Катерина коснулась руки матери. Она слышала часть истории и раньше, но в предыдущей версии землю Ава нашла вместе с Лукой.
– А когда к тебе присоединился Лука?
– Через несколько недель. Деньги закончились, и он приехал из Нью-Йорка, чтобы найти меня. В день его приезда я лежала с гриппом и ожидала, пока адвокат закончит оформление всех документов для покупки собственности. Я вся тряслась от лихорадки и не могла встать с кровати, поэтому дала Луке право подписать документы вместо меня.
– Но он поставил на документах свое имя, правильно?
– Да, позже, когда я хотела добавить туда и свое имя, он отказал мне. Мне тогда никто не мог помочь. Был 1929 год, мне было девятнадцать лет, я была иностранкой…
Сегодня не многое изменилось. Почувствовав себя чужой в Италии, Катерина легко могла представить состояние матери.
– Когда я немного поправилась, то начала рисовать набросок дома для архитектора. Он был уменьшенной копией родительского замка в Бордо. Первый винтаж нашего вина из старого винограда стал настоящим успехом. Нам везло. Лука очаровывал всех, с кем встречался, и вскоре мы получили контракты на поставку вина в церкви, синагоги. Во время «Сухого закона» не всем так везло. Например, наша соседка, чей муж умер от сердечной недостаточности, доставляла особые кремы и растирки модницам Сан-Франциско. Но я подозреваю, что ее машины, развозившие заказы, были доверху нагружены совсем не баночками с кремом…
– Каким был Лука тогда?
– Он был лучше. Некоторое время мы были счастливы. Я любила своего ребенка, у меня был прекрасный дом, и я была уверена, что воплощаю в жизнь то, ради чего пришла в этот мир. Виноделие – мое призвание.
– Когда все начало меняться между вами?
Ава пожала плечами.
– Идиллия продлилась недолго. Лука быстро потерял интерес к виноградникам и к строительству, а я по-прежнему пыталась внести равновесие в нашу жизнь. Из нашего первого урожая большую часть выпил Лука. А когда он пил, то становился жестоким, и чем больше он пил, тем сильнее менялось его поведение, даже в моменты трезвости. Я признавалась в его откровенно ненавистном отношении священнику и врачу, а они заставили меня думать, что я не справилась со своими обязанностями. Они советовали мне лучше стараться.
Катерина едва удержалась от комментария. Эти же советы дают и сегодня. Когда же это изменится?

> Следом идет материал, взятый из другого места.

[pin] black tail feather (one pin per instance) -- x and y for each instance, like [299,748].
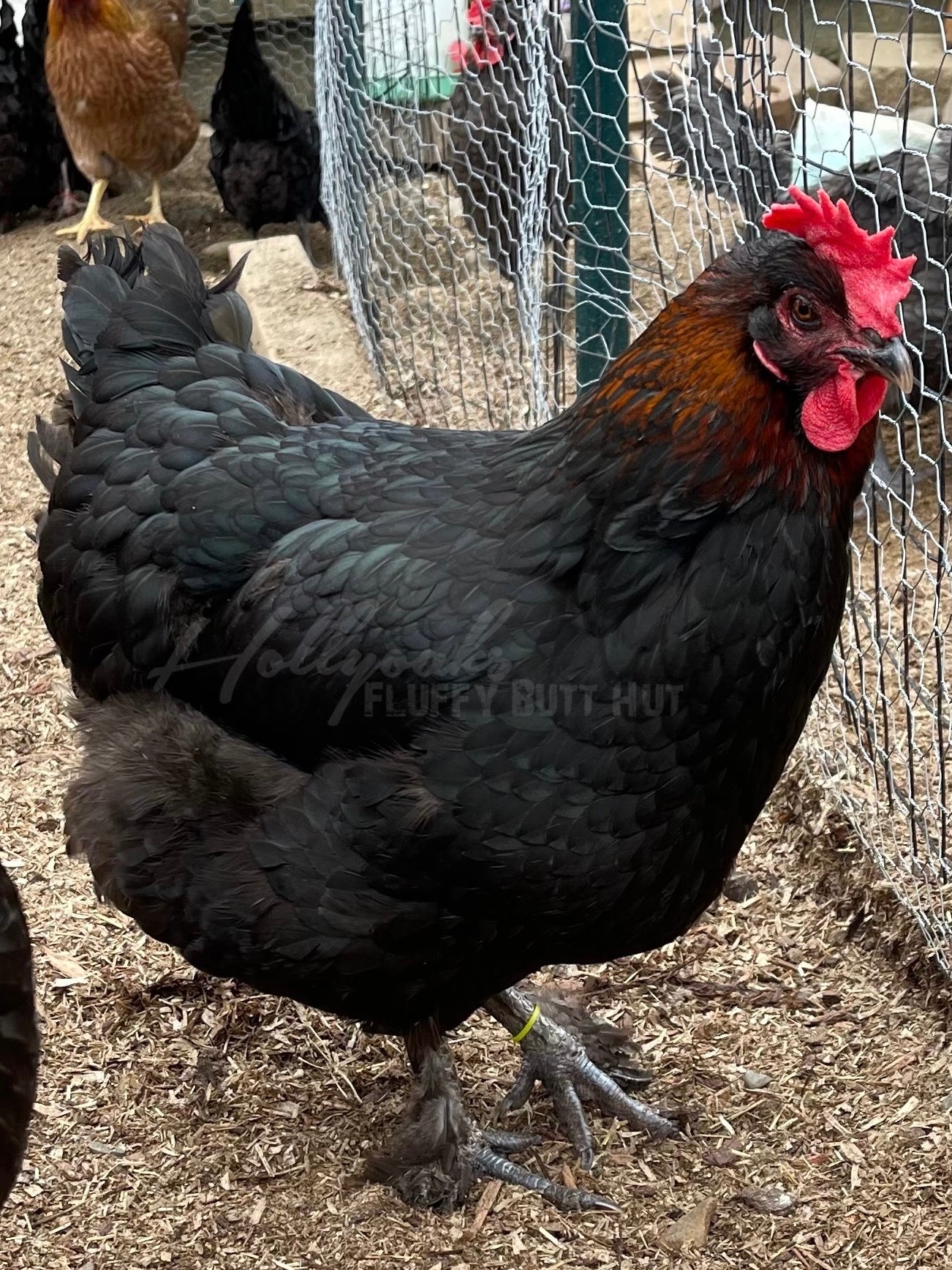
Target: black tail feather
[19,1043]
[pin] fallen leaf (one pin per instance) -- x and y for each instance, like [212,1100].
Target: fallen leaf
[768,1201]
[67,966]
[690,1231]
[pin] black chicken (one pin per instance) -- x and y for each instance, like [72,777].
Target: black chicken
[386,718]
[265,150]
[14,150]
[36,169]
[697,122]
[19,1044]
[488,129]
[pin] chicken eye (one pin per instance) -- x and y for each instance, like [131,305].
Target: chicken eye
[804,314]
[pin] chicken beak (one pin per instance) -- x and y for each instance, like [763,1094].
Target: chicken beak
[890,360]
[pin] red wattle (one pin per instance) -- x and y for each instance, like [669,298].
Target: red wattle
[836,413]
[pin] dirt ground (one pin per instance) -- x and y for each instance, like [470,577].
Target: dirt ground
[191,1123]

Ава опустила глаза и продолжила:
– Однажды ночью, полностью голый, он взобрался на высокий подоконник шато и палил из пистолета в ночь, выкрикивая ругательства, адресованные воображаемому противнику. К счастью, только несколько беззащитных гроздей винограда были свидетелями и жертвами его убийственного гнева. Но он вел себя все хуже и хуже. Я опасалась несчастного случая.
Катерина слушала, воображая мать молодой женой, в чужой стране, с таким грузом ответственности.
Плечи Авы совсем поникли.
– Однажды я рассказала врачу о сломанном носе и синяках и объяснила, что упала. Никто мне не поверил, но и помощи не предложил. Мужчины не вмешивались в дела других мужчин.
Катерина взяла маму за руку и сжала ее. Она не могла себе представить, как можно жить с таким человеком.